The mediated reality may support one or more of: 3DoF, 3DoF+or
6DoF.
[0093] FIGS. 1A, 2A and 3A illustrate, at a first time, each of: a
real space 50, a virtual sound space 20 and a virtual visual space
60 respectively. There is correspondence between the virtual sound
space 20 and the virtual visual space 60. A `virtual space` may be
defined as the virtual sound space 20 and/or the virtual visual
space 60. In some examples, the virtual space may comprise just the
virtual sound space 20. A user 51 in the real space 50 has a
position defined by a (real world) location 52 and a (real world)

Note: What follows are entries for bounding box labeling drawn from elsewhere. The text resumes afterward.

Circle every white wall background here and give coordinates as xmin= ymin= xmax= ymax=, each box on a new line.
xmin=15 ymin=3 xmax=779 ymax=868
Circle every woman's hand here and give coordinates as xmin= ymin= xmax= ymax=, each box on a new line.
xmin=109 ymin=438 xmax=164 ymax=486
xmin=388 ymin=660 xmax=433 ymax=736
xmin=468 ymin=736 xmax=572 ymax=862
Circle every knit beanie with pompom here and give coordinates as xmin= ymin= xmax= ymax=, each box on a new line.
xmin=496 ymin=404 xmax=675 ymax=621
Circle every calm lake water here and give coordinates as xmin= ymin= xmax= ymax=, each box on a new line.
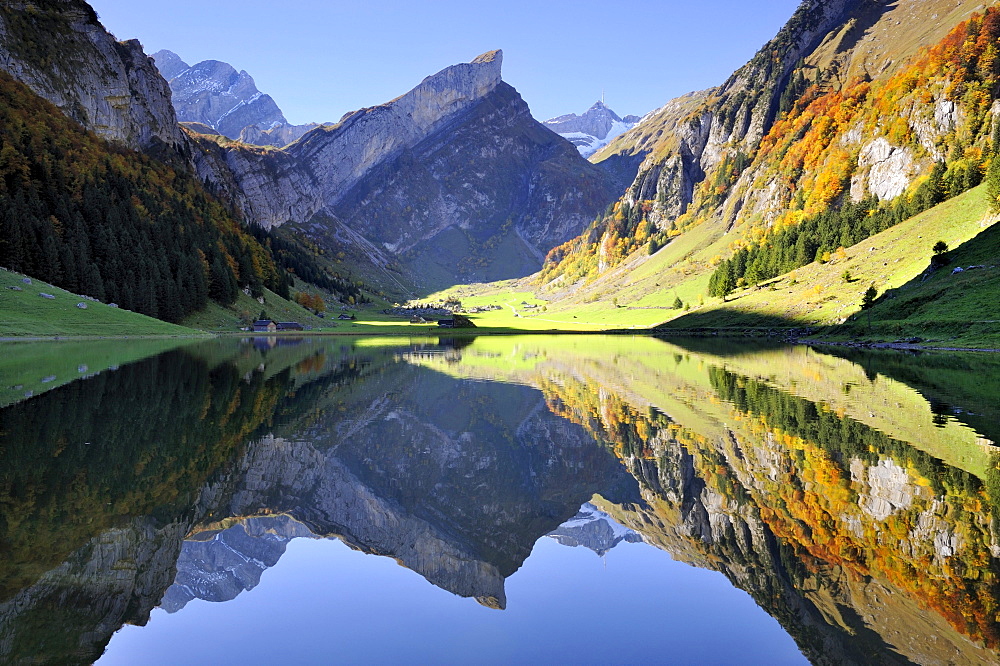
xmin=0 ymin=336 xmax=1000 ymax=664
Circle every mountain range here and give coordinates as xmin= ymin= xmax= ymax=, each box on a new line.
xmin=544 ymin=101 xmax=642 ymax=157
xmin=152 ymin=49 xmax=319 ymax=148
xmin=0 ymin=0 xmax=1000 ymax=334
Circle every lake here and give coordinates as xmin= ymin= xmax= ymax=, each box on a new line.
xmin=0 ymin=335 xmax=1000 ymax=664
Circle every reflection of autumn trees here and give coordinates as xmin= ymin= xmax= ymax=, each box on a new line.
xmin=541 ymin=360 xmax=1000 ymax=648
xmin=0 ymin=342 xmax=366 ymax=600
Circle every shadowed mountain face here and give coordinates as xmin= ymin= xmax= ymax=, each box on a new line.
xmin=188 ymin=51 xmax=619 ymax=290
xmin=0 ymin=336 xmax=1000 ymax=664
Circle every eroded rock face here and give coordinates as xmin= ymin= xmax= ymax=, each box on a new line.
xmin=0 ymin=518 xmax=191 ymax=664
xmin=0 ymin=0 xmax=185 ymax=156
xmin=160 ymin=516 xmax=313 ymax=613
xmin=543 ymin=102 xmax=640 ymax=157
xmin=851 ymin=137 xmax=918 ymax=201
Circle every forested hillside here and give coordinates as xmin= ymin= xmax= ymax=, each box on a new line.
xmin=0 ymin=72 xmax=288 ymax=322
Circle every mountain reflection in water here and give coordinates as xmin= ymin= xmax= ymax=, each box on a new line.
xmin=0 ymin=336 xmax=1000 ymax=664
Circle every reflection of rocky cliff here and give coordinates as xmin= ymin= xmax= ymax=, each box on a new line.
xmin=0 ymin=341 xmax=638 ymax=663
xmin=408 ymin=338 xmax=1000 ymax=664
xmin=203 ymin=365 xmax=635 ymax=608
xmin=588 ymin=372 xmax=998 ymax=664
xmin=160 ymin=516 xmax=312 ymax=613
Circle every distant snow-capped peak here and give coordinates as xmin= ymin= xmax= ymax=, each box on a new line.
xmin=544 ymin=101 xmax=640 ymax=157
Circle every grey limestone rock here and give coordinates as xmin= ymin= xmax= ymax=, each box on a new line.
xmin=0 ymin=0 xmax=184 ymax=154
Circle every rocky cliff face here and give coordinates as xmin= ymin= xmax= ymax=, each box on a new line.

orientation 53 (i.e. the user's real world point-of-view). The
location 52 is a three-dimensional location and the orientation 53
is a three-dimensional orientation.
[0094] In an example of 3DoF mediated reality, an orientation 53 of
the user 51 controls/determines a virtual orientation 73 of a
virtual user 71 within a virtual space, e.g. the virtual visual
space 60 and/or the virtual sound space 20. The virtual user 71
represents the user 51 within the virtual space. There is a
correspondence between the orientation 53 and the virtual
orientation 73 such that a change in the (real world) orientation
53 produces the same change in the virtual orientation 73. In 3DoF
mediated reality, a change in the location 52 of the user 51 does
not change the virtual location 72 or virtual orientation 73 of the
virtual user 71.
[0095] The virtual orientation 73 of the virtual user 71, in
combination with a virtual field of view 74 defines a virtual
visual scene 75 of the virtual user 71 within the virtual visual
space 60. The virtual visual scene 75 represents a virtual
observable region within the virtual visual space 60 that the
virtual user 71 can see. Such a `virtual visual scene 75 for the
virtual user 71` may correspond to a virtual visual `sub-scene`.
The virtual visual scene 75 may determine what visual content (and
virtual visual spatial position of the same with respect to the
virtual user's position) is rendered to the virtual user. In a
similar way that the virtual visual scene 75 of the virtual user 71
may affect what visual content is rendered to the virtual user, a
virtual sound scene 76 of the virtual user may affect what audio
content (and virtual aural spatial position of the same with
respect to the virtual user's position) is rendered to the virtual
user.
[0096] The virtual orientation 73 of the virtual user 71, in
combination with a virtual field of hearing (i.e. an audio
equivalent/analogy to a visual field of view) may define a virtual
sound scene (or audio scene) 76 of the virtual user 71 within the
virtual sound space (or virtual audio space) 20. The virtual sound
scene 76 represents a virtual audible region within the virtual
sound space 20 that the virtual user 71 can hear. Such a `virtual
sound scene 76 for the virtual user 71` may correspond to a virtual
audio `sub-scene`. The virtual sound scene 76 may determine what
audio content (and virtual spatial position/orientation of the
same) is rendered to the virtual user.
[0097] A virtual visual scene 75 is that part of the virtual visual
space 60 that is rendered/visually displayed to a user. A virtual
sound scene 76 is that part of the virtual sound space 20 that is
rendered/audibly output to a user. The virtual sound space 20 and
the virtual visual space 60 correspond in that a position within
the virtual sound space 20 has an equivalent position within the
virtual visual space 60. In 3DOF mediated reality, a change in the
location 52 of the user 51 does not change the virtual location 72
or virtual orientation 73 of the virtual user 71.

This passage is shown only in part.